Dividing the plot showing the asymmetry by the plot showing the statistical uncertainty you can then obtain the significance of the asymmetry in each bin. You can then plot the significance of the asymmetry to see if there is any evidence for CP violation.
In [ ]:
# Make a plot showing the uncertainty on the asymmetry
In [ ]:
# Make a plot showing the statistical significance of the asymmetry
From your studies of the asymmetry plot, and the plot of its significance, you will be able to identify regions in the Dalitz plots that show indications of sizeable and significant CP Violation. You may find you have several consecutive bins with significant positive, or negative, asymmetries. You may wish to try alternative binnings of the Dalitz plots to best isolate the regions in which the significant asymmetries occur.
You can select events that are in these regions of the Dalitz plots where you observe signs of CP Violation. You can then plot a simple 1D histogram of the invariant mass distribution of the B+ and the B- events, just as you did at the start of the project, but only for events that lie in the region of the Dalitz plot that you are interested in. Make the plots of the B+ and the B- events with the same scale, or superimpose the two plots, so that you can observe if the particle and anti-particle decay processes are occurring at the same rate.
In [ ]:
# Make a plot showing the invariant mass of the B+ meson particles
# using events from a region of the Dalitz plot showing sizeable CP asymmetries
In [ ]:
# Make a plot showing the invariant mass of the B- meson particles using events from the same region
Congratulations! You should now have succesfully observed significant evidence for CP Violation. You should have plots that clearly show that particle and anti-particle decay processes occur at different rates in local regions of the Dalitz plot. You may wish to comapre your results with those published by the LHCb collaboration in this paper.
Well Done you have succesfully completed your first particle physics analysis project.

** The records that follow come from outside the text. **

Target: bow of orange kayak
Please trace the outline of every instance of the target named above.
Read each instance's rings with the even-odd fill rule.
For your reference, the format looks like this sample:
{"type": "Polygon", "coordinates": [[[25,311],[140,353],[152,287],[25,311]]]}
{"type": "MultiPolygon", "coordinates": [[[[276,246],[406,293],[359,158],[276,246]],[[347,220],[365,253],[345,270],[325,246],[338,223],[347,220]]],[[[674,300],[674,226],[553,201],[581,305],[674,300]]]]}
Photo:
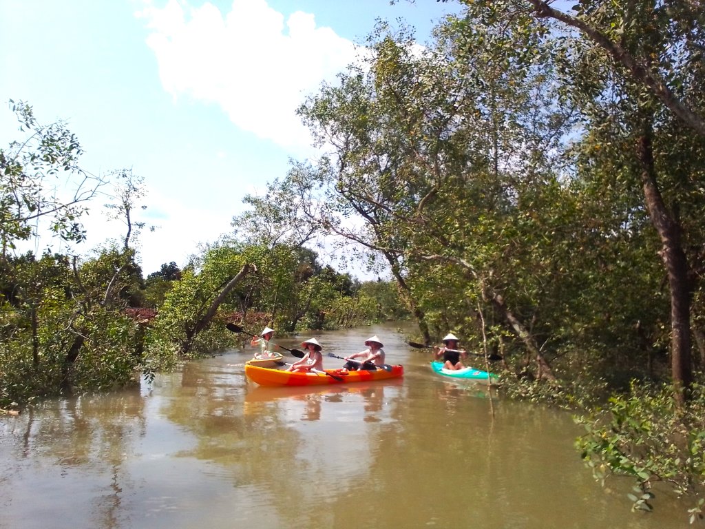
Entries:
{"type": "Polygon", "coordinates": [[[391,371],[385,370],[370,371],[326,370],[326,372],[329,375],[326,375],[323,372],[285,371],[259,367],[250,364],[246,364],[245,366],[245,376],[260,386],[315,386],[384,380],[401,377],[404,374],[404,368],[401,365],[393,365],[391,371]]]}

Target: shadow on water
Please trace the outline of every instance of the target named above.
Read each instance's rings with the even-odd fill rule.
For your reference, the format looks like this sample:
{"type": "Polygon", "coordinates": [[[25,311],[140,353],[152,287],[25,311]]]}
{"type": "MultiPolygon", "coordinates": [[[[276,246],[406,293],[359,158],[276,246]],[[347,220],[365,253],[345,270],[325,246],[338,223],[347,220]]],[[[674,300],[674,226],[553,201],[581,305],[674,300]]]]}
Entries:
{"type": "Polygon", "coordinates": [[[493,418],[486,388],[435,375],[393,326],[317,337],[343,356],[373,334],[403,379],[260,387],[248,347],[0,419],[0,528],[685,525],[667,495],[634,514],[628,482],[596,484],[569,414],[495,399],[493,418]]]}

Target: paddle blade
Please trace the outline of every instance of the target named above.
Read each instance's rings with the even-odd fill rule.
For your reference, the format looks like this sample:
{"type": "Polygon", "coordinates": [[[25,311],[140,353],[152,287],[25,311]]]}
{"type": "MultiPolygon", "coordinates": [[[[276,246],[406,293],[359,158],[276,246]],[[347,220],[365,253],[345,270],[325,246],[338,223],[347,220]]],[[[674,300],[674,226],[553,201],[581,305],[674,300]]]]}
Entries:
{"type": "Polygon", "coordinates": [[[225,327],[226,327],[226,328],[228,331],[232,331],[233,332],[243,332],[243,328],[241,327],[239,327],[238,325],[235,325],[232,322],[228,322],[228,323],[226,323],[225,324],[225,327]]]}
{"type": "Polygon", "coordinates": [[[345,360],[342,356],[338,356],[338,355],[334,355],[332,353],[328,353],[326,356],[330,356],[331,358],[338,358],[338,360],[345,360]]]}

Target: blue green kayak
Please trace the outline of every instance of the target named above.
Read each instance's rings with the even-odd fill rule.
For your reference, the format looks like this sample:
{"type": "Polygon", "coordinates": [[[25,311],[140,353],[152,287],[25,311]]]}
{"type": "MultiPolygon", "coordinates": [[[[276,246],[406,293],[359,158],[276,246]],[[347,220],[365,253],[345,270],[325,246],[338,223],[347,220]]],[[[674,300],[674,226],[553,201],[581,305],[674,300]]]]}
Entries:
{"type": "Polygon", "coordinates": [[[488,373],[486,371],[481,371],[474,367],[465,367],[465,369],[458,370],[443,369],[442,362],[431,362],[431,367],[433,367],[434,372],[442,375],[444,377],[470,379],[472,380],[486,380],[490,377],[493,379],[497,378],[496,375],[488,373]]]}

There are many more analyses that can be conducted witht the data set that you have been provided and the skills that you have gained. Ideas for some of these are explored in the section below. Maybe you can discover something new!
Now you've finished the analysis please provide feedback to help us improve this project using this brief survey.
The data set you have been provided is the full set of data recorded by LHCb preselected for decays of charged B mesons into three final state tracks. This data set has been used for two important publications, here and here.
We discuss here:
In this analysis you considered the statistical uncertainty on the result. This occurs as a result of having only a limited number of events. In addition there are systematic uncertainties, these arise from biases in your measurement. Here we discuss three sources of these for this analysis.
One source of 'background' events arises from random combinations of tracks in events that happen to fake the 'signal' characteristics. These events will not peak in the mass distribution at the mass of the B meson but rtaher will have a smoothly varying distribution. Looking at the number and distribution of of events away from the mass peak can allow you to estimate the number of background events under the mass peak.
The next level of sophistication in the analysis requires fitting the distributions of events that are observed in the B mass distribution in order to estimate the yield of signal events and background events. You can see how this is done in the LHCb paper on the analysis. Fitting can be performed using the CERN root framework.
The LHCb papers using this data set that you are using analysed four decay channels of the charged B mesons. You can perform any of these analyses.